Google’s Chubby lock service paper from 2006 is the first widely known account of Paxos in production. The subsequent “Paxos Made Live” paper, co-authored by the Chubby engineering team, catalogs the decisions required to bridge from the published algorithm to a working system: leader leases, epoch numbers for reads, disk corruption handling, snapshot coordination, and more. None of it was covered by Lamport’s papers. The authors note that implementing Paxos was significantly harder than the publications suggested.

Apache Cassandra uses Paxos for a specific, narrow purpose: lightweight transactions, which provide compare-and-set semantics on individual keys. For general replication, Cassandra uses an eventually consistent model, avoiding the full complexity of Multi-Paxos at scale. That is a deliberate scoping decision that reflects how much engineering Paxos-based replication actually requires.

Why Raft Was a Useful Contribution

Raft was designed to solve the underspecification problem directly. Diego Ongaro and John Ousterhout’s 2014 paper “In Search of an Understandable Consensus Algorithm” positions Raft as a complete specification of Multi-Paxos, with explicit choices at every point where Paxos implementations diverge. Leader election uses randomized timeouts with a defined term structure. Log entries flow strictly from leader to followers in sequence order, so there are no log holes requiring recovery: a candidate can only win an election if its log is at least as up-to-date as a majority, guaranteeing that the winner always has the complete committed log. Membership changes use joint consensus. Snapshotting is specified.

Raft and Multi-Paxos are equivalent in what they guarantee; the difference is completeness of specification. This is why etcd, which underpins Kubernetes, and CockroachDB use Raft rather than Paxos. The algorithm is not inherently better, but the specification leaves substantially less room for implementation-defined behavior, which matters for correctness in open-source systems with many contributors who need to reason about the protocol independently.

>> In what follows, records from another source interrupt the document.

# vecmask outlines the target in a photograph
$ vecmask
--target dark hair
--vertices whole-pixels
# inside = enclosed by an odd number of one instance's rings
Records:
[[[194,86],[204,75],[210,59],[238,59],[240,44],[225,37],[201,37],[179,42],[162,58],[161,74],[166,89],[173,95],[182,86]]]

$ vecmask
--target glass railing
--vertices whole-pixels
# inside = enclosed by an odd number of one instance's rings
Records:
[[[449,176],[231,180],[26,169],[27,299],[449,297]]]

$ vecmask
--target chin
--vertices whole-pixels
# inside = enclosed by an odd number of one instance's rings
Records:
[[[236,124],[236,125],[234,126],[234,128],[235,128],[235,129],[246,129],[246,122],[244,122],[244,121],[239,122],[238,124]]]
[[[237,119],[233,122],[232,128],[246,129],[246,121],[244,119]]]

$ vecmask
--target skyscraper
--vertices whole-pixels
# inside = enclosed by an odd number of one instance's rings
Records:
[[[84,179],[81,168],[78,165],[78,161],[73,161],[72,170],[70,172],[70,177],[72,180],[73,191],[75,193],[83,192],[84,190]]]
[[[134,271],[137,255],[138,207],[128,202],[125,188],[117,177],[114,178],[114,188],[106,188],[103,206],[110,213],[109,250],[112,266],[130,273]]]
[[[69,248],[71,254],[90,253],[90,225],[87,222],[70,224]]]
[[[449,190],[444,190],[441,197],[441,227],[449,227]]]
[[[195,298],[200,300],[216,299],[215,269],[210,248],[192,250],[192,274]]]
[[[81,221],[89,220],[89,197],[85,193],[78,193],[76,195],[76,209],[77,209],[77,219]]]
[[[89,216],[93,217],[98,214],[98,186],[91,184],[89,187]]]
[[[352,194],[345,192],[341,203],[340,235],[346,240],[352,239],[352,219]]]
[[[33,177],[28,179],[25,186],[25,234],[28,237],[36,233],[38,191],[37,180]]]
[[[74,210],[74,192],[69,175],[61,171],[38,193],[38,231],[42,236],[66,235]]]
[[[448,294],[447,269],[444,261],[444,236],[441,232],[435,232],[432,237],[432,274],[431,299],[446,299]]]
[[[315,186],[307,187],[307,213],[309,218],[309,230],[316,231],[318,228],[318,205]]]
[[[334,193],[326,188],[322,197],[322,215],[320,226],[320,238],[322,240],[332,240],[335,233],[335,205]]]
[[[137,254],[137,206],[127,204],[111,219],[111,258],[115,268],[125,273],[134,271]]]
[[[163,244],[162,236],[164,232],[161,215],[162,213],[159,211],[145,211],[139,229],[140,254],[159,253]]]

Google Spanner uses Paxos groups for per-shard replication and layers TrueTime on top for external consistency across shards. These are systems maintained by teams deep enough to work through the underspecified parts of Multi-Paxos. For projects that need broad community maintainability, Raft’s completeness is a practical advantage.

Calibrating the Claim

The claim that Paxos in plain English is simple is accurate for what Lamport defined: a two-phase protocol for single-decree consensus with a clean invariant and a short correctness proof. It is not accurate as a description of Multi-Paxos, which adds leader management, log recovery, compaction, membership changes, and read consistency, none of which the papers address in full.

For engineers approaching distributed consensus, the source article and “Paxos Made Simple” provide a genuine foundation. Understanding why Phase 1 must report previously accepted values, and what the quorum intersection property guarantees, gives you the theoretical grounding to reason about any consensus-based system. But building something requires more than that foundation. Read the Raft paper afterward, or study the etcd source. The jump from the algorithm to a correct implementation requires a map that Lamport never drew, and knowing that gap exists is half the work of navigating it.